Un président jusqu’au-boutiste
Une crise gouvernementale qui met en fureur, la vieille garde du PDeCAT, en particulier Artur Mas. L’ancienne Convergencia juge « hors de contrôle » le président Puigdemont qui est entré dans une logique jusqu’au-boutiste sur la question du référendum du 1er octobre.
Le président catalan, quant à lui, déplore le manque de soutiens de son parti, voire de son gouvernement, et prend toutes ces décisions dans un relatif secret avec une cellule restreinte de conseillers.
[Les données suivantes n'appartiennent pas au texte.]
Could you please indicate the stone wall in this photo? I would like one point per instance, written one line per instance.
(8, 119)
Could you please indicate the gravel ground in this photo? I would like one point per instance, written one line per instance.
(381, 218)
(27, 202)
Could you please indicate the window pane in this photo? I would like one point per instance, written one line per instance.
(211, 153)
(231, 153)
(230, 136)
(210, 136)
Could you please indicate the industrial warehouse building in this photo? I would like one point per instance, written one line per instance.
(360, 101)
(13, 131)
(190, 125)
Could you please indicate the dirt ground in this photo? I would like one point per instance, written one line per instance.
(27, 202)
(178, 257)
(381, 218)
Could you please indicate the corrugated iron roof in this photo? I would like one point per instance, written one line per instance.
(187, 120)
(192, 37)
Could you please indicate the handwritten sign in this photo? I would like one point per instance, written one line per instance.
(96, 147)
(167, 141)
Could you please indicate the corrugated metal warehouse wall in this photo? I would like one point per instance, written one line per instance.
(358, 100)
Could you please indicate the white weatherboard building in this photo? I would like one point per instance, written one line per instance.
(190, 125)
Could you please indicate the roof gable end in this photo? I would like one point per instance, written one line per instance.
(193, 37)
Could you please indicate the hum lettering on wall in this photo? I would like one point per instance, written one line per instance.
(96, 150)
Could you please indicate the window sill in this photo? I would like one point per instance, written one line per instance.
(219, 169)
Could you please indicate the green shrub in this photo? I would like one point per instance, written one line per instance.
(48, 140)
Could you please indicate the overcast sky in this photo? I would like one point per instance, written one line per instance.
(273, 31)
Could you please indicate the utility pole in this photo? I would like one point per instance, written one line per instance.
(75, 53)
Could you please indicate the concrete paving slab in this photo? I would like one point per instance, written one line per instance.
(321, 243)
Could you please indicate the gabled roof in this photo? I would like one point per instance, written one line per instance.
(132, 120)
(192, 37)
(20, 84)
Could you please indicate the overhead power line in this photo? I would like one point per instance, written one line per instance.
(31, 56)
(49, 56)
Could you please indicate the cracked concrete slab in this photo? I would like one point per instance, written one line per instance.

Il a de plus en plus tendance à s’éloigner du PDeCAT pour se rapprocher des éléments les plus radicaux de l’indépendantisme, notamment les députés de La Cup (extrême gauche) qui sont prêts à le suivre dans sa démarche de désobéissance absolue face à l’État espagnol.
Ce matin lors d’une conférence de presse, Carles Puigdemont a rappelé que la Catalogne « vivait une législature extraordinaire, qui a commencé de façon extraordinaire en janvier 2016 et qui se terminera de façon extraordinaire avec le référendum du 1er octobre ». Pas sûr que d’ici cette date, le gouvernement ne traverse de nouvelles crises.